# Mr. amino shrimp



## nabreaker (Aug 4, 2006)

Just got bored today, so decided to take some pics of Mr. amino. He's one shy guy, but I was lucky enough to get some pics from him. Hope you like :mrgreen:


----------



## Troy McClure (Aug 3, 2005)

Nice pictures. I really like the riccia you have - what kind is it?

btw, it's "Amano".


----------



## nabreaker (Aug 4, 2006)

Thanks for your comment. I don't know what type of riccia I have. I think it just regular riccia fluitan, however to me, it doesn't look like most pictures online. Maybe, it's my water chemistry. If someone could confirm this, greatly appreciated.

Here is some more pics:



















My photography is not that great, since I am new to this hobby and still learning. Any advice and suggestion to improve is awesome.

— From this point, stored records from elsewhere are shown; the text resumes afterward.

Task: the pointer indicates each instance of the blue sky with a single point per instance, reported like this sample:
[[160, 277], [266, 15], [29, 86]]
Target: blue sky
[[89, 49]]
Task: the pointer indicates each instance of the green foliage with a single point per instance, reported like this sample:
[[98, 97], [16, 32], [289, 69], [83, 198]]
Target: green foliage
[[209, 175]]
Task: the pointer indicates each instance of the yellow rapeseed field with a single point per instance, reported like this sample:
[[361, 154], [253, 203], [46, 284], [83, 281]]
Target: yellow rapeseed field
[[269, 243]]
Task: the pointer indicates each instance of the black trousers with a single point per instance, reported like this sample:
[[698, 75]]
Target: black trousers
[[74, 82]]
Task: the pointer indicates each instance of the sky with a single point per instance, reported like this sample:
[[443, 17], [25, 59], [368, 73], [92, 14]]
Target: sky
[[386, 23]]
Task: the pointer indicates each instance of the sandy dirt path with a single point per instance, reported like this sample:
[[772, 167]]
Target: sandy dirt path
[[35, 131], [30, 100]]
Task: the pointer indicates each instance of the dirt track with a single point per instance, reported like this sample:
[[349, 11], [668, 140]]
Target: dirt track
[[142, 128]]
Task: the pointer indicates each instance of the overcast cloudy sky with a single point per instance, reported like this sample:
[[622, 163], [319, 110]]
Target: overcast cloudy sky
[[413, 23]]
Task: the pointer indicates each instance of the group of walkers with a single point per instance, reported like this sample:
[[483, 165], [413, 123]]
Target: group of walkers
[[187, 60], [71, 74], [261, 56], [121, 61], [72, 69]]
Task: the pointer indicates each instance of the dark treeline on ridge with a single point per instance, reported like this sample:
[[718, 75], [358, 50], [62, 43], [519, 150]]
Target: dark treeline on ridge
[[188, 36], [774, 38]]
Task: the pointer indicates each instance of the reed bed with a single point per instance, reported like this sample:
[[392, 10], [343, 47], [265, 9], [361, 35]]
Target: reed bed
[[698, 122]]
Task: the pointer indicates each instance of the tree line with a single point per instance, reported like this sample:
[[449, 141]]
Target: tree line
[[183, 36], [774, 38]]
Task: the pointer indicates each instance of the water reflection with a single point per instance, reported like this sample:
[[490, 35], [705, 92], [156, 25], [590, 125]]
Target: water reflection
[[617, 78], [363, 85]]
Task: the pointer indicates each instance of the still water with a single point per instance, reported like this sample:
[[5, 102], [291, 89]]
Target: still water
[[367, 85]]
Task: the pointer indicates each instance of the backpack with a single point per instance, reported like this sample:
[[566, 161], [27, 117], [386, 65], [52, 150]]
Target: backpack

I have Nikon D70 with Nikkor 50mm AF 1.8D and Sigma 28-75mm lens. No slave flash yet .

Oh... I intentional did not capitalized Mr. amino because I don't want to show disrespect for Mr. Amino.


----------



## Jimbo205 (Feb 2, 2006)

Beautiful photos. 

Any time you want to get rid of a good camera for cheap, let me know. 

I just want to take some pictures of my fish, snails and pearling. 

I am jealous. 

Great job!


----------



## Genin (Jan 28, 2007)

wow amazing photograpy skills!


----------